Con esas características, las sucesivas lagunas generadas con esclusas propuestas por el proyecto, no podrían mitigar estas salidas de madre del Mapocho.
«Es imposible controlar este comportamiento mediante obras hidráulicas o tecnológicas, porque no se puede cambiar la física de un río, menos considerando la actividad sísmica. Los ríos navegables, en cambio, son de flujo permanente alimentados por lagos», dice.

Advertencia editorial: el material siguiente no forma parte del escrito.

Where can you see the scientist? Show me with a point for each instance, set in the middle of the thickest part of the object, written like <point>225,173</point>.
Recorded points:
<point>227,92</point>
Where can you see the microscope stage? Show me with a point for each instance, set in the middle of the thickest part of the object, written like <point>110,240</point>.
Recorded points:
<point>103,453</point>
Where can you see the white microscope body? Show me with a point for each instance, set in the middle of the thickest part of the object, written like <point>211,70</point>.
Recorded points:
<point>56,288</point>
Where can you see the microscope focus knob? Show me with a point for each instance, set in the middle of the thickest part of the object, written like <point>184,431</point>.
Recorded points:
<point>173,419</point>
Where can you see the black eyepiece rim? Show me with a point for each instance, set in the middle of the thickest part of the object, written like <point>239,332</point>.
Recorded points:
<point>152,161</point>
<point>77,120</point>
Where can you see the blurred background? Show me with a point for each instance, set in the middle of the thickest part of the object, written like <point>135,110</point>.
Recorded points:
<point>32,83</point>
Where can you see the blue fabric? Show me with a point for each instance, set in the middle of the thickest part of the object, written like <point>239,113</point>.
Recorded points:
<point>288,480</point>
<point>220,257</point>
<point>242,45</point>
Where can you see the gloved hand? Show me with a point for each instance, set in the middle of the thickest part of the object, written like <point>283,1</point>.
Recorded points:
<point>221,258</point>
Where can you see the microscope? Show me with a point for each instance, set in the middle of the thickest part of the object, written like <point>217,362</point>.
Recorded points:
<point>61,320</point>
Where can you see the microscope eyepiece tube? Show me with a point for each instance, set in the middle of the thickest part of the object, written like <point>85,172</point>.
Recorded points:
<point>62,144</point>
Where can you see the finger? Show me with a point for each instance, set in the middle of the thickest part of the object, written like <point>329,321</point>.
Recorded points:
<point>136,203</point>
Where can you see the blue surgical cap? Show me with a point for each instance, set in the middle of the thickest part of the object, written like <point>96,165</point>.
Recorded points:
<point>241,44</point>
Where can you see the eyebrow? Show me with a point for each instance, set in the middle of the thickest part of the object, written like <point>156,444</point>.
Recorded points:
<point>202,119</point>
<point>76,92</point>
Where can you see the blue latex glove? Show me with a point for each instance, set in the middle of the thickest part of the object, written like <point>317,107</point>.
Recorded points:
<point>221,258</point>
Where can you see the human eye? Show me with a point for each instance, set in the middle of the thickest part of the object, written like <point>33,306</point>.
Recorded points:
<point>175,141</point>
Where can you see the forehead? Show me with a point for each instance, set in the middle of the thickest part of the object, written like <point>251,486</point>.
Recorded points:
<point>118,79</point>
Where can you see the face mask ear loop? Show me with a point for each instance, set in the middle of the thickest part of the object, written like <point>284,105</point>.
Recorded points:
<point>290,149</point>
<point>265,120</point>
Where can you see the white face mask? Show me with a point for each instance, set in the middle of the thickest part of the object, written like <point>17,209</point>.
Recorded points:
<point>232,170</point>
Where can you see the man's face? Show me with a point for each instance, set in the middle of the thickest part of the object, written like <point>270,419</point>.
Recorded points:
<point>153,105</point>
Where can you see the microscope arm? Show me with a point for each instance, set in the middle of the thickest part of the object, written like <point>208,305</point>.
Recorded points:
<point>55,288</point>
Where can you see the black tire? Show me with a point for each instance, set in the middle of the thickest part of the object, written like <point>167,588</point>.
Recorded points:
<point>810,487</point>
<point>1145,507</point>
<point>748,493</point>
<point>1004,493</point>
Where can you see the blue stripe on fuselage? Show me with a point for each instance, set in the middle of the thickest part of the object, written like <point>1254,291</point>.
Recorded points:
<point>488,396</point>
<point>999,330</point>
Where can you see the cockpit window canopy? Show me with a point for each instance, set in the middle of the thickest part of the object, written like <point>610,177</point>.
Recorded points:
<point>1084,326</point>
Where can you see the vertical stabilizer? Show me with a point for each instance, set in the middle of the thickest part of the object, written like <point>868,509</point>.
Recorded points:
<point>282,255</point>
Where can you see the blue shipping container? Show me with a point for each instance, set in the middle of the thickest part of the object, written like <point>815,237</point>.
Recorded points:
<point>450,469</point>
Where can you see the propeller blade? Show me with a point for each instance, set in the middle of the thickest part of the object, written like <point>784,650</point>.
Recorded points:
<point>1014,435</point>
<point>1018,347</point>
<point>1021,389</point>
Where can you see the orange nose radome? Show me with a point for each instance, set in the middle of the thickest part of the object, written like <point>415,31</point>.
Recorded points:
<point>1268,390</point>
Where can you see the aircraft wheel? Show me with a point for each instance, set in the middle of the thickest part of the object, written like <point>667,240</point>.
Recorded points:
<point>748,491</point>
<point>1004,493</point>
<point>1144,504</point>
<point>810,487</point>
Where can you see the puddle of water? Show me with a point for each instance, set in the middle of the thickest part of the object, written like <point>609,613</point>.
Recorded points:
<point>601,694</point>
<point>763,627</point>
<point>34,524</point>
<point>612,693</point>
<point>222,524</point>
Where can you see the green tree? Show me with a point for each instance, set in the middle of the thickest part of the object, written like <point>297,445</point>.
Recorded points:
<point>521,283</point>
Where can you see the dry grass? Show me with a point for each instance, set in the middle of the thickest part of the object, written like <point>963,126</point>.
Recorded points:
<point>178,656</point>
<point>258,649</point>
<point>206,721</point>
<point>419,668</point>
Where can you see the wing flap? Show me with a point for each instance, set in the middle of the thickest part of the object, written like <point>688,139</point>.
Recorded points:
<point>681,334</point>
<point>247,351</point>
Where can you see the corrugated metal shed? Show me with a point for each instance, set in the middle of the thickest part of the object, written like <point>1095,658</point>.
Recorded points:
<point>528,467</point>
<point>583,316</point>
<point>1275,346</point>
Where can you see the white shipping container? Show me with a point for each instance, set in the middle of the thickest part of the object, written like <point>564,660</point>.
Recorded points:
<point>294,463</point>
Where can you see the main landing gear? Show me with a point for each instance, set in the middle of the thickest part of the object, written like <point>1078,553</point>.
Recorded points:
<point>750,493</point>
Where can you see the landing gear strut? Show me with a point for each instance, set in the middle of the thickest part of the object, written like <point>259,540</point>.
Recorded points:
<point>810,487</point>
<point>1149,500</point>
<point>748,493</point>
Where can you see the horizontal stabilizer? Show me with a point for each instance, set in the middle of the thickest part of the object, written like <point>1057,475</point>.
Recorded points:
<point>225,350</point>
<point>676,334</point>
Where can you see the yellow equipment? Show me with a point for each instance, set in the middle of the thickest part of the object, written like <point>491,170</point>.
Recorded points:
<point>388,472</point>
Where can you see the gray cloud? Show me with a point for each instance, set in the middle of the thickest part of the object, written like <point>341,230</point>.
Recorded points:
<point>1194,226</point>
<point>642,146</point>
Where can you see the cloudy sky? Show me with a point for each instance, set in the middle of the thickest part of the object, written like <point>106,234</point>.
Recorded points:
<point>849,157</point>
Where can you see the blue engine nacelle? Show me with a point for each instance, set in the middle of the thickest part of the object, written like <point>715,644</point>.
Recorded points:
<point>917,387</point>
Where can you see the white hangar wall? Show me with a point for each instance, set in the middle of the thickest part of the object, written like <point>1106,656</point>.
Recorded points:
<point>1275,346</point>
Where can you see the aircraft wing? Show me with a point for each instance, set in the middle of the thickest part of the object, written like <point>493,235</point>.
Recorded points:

El arquitecto impulsor del proyecto, Cristián Boza, descarta la objeción técnica y dice que los sismos son una variable imposible de controlar (ver página de enfrente).
Para Figueroa, la idea es buena, pero no el lugar. «Si se quieren generar espacios navegables habría que mejorar y resucitar las lagunas históricas que tuvo Santiago, como la que había en el Parque Forestal», dice.
¿Cuánto cuesta?
30 a 50 millones de dólares costaría el proyecto.
19 esclusas se colocarían para generar las lagunas navegables.
35 kilómetros del río serían modificados, desde el puente San Enrique en Lo Barnechea hasta el puente Américo Vespucio en Pudahuel.
1.000 metros cúbicos por segundo es el aumento del caudal de las mayores crecidas que ocurren cada 50 años.
-Herman Chadwick
«Es un proyecto muy atractivo»
Contra las objeciones técnicas, el proyecto ha tenido una gran acogida e interés en las concesionarias, según explica Herman Chadwick, presidente de la asociación respectiva. «El Mapocho navegable es muy atractivo, pero lo ideal sería una concesión dividida, según las múltiples actividades que se podrían desarrollar en sus aguas y riberas, lo que además generaría mayor competencia. Si por ejemplo es viable navegarlo, habrían deportes náuticos, barcos que lo recorrieran, pero en cualquier caso, sería ideal para restaurantes, gimnasios, etc.», dice.